Type 2 diabetes pharmacotherapy trends in high-risk subgroups.

Medication use trends among patients with type 2 diabetes from 2015 to 2019 were investigated in relation to the clinical group-specific recommendations from the 2018 American Diabetes Association (ADA)/European Association for the Study of Diabetes (EASD) consensus report. Data were drawn from a large health insurance claims database representing Commercial (total patient-year count: 2,379,704) and Medicare (total patient-year count: 845,823) insurance programmes (IBM® MarketScan®). The utilization of sodium-glucose co-transporter-2 inhibitors or glucagon-like peptide-1 receptor agonists increased over time but was lower in the Medicare cohort in every year evaluated. Patients diagnosed with obesity received recommended therapies at higher rates than those without obesity. Differences were more modest between those with versus without atherosclerotic cardiovascular disease (ASCVD) or chronic kidney disease, with greater treatment adoption in those without ASCVD in the Medicare cohort. Utilization of recommended treatments was paradoxically lower in those with versus without heart failure, and worse in the Medicare than in the Commercial cohort. Utilization of sulphonylureas was not different in those with versus without severe hypoglycaemia history. In conclusion, utilization of therapies recommended in the guidelines is increasing overall, which is not preferentially guided by ADA/EASD-defined clinical groups, and there exists a persistent gap in utilization between Commercial and Medicare populations.

INTRODUCTION

During their preapproval development and testing, studies of drugs in the sodium‐glucose co‐transporter‐2 inhibitor (SGLT2i) and glucagon‐like peptide‐1 receptor agonist (GLP‐1 RA) classes provided evidence of glycaemic efficacy and safety, followed by robust evidence of benefits for cardiovascular outcomes and improved outcomes in patients with heart failure (HF) or renal disease. These data prompted changes in the type 2 diabetes (T2D) treatment guidelines from major diabetes associations worldwide. For example, the American Diabetes Association (ADA) and the European Association for the Study of Diabetes (EASD) released a consensus report in 2018, subsequently adopted in the official guidelines, which identified targeted groups of interest where SGLT2is and GLP‐1 RAs were preferred agents and where sulphonylureas (SUs) were no longer preferred. These groups included patients with a history of atherosclerotic cardiovascular disease (ASCVD), chronic kidney disease (CKD), a history of HF, a need to minimize hypoglycaemia, and/or a need to minimize weight gain or to promote weight loss. Recommendations for hypoglycaemia considerations also include dipeptidyl peptidase‐4 inhibitors and thiazolidinediones. Based on these recommendations, the medication utilization was retrospectively investigated in the real world among patients with T2D. Data were drawn from a large health insurance claims database evaluating medication utilization patterns and alignment with these clinical groupings.

METHODS

This was a retrospective observational study of patients with T2D in a large health insurance claims database (IBM® MarketScan®, including Commercial and Medicare supplemental databases). All patients were aged at least 18 years, had a minimum of one diagnosis of T2D, were using diabetes treatment, with continuous enrolment for the year of inclusion and a minimum of 1‐year follow‐up. In cases where patients had both T1D and T2D diagnoses, those who had more T1D than T2D diagnoses were excluded. The database provided information on patient enrolment, demographic characteristics, inpatient and outpatient services, and prescription drug use.

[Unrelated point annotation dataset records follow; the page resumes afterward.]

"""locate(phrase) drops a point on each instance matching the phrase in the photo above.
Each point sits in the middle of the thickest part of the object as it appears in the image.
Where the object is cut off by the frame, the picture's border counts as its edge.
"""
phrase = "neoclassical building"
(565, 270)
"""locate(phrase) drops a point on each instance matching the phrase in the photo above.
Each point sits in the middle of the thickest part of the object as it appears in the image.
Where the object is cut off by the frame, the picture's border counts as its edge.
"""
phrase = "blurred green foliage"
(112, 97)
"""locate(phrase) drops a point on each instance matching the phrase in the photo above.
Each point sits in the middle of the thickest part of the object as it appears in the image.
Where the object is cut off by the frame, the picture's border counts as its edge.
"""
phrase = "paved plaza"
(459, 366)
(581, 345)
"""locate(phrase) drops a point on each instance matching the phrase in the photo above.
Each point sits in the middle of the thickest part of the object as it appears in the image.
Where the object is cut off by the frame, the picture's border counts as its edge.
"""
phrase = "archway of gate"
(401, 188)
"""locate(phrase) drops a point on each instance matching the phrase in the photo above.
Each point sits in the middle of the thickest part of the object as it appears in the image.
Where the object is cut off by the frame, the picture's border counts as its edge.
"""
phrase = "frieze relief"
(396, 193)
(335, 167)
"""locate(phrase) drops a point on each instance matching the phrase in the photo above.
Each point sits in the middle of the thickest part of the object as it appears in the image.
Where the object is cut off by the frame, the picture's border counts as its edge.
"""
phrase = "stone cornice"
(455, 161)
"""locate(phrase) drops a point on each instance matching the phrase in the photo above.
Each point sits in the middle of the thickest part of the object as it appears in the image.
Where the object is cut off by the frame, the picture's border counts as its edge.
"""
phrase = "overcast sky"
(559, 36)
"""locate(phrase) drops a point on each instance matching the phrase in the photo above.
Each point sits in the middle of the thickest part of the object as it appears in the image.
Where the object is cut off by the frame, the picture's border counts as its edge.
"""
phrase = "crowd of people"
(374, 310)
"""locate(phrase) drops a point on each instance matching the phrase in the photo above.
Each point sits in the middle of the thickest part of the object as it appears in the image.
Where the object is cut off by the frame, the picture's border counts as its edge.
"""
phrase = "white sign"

Five clinical groups based on the ADA/EASD consensus statement were identified and defined using the following criteria:

History of ASCVD identified by the presence of current or past diagnostic codes for ASCVD;

CKD identified by CKD diagnosis codes or by estimated glomerular filtration rate test results;

History of HF through HF diagnosis coding;

A need to minimize hypoglycaemia, identified through a history of hypoglycaemia‐related hospitalization or emergency department visits in prior years; and

Obesity through diagnosis coding.

The data period used for evaluating treatment utilization was from January 2015 to December 2019 (each calendar year was evaluated individually). Data from 2007 until the year preceding evaluation were used to establish disease history and co‐morbidities. Data from the Commercial and Medicare cohorts were handled separately to assess utilizations in both employment‐based private insurance for the working‐age population (Commercial cohort) and the government‐sponsored plus private retiree supplemental insurance (Medicare cohort). Univariate chi‐square tests were performed to assess the statistical significance of comparisons between the proportion of patients utilizing specific therapies with and without a given clinical diagnosis. To test overall trends within clinical groups and the difference in trends between the groups, linear probability regression models (using generalized estimating equations) were executed with clinical group, calendar year, and interaction between them as independent variables.

RESULTS

Patient characteristics

The mean age of patients was approximately 54 and 74 years in the Commercial and Medicare cohorts, respectively (Table S1). Sex was generally evenly distributed in both cohorts, with 52%‐56% male. The Charlson–Quan co‐morbidity index (CCI) score (mean) ranged from 2.8 to 3.2 in the Commercial cohort but it was higher in the Medicare cohort with a range of 5.2‐5.8 (Table S1).

Clinical groups

Obesity and ASCVD were the most prevalent clinical groups, with all clinical groups except obesity present at greater frequencies in the Medicare cohort (Table S2). There was significant overlap among the clinical groups, such that individuals were more probable to belong to more than one clinical group (Table S2).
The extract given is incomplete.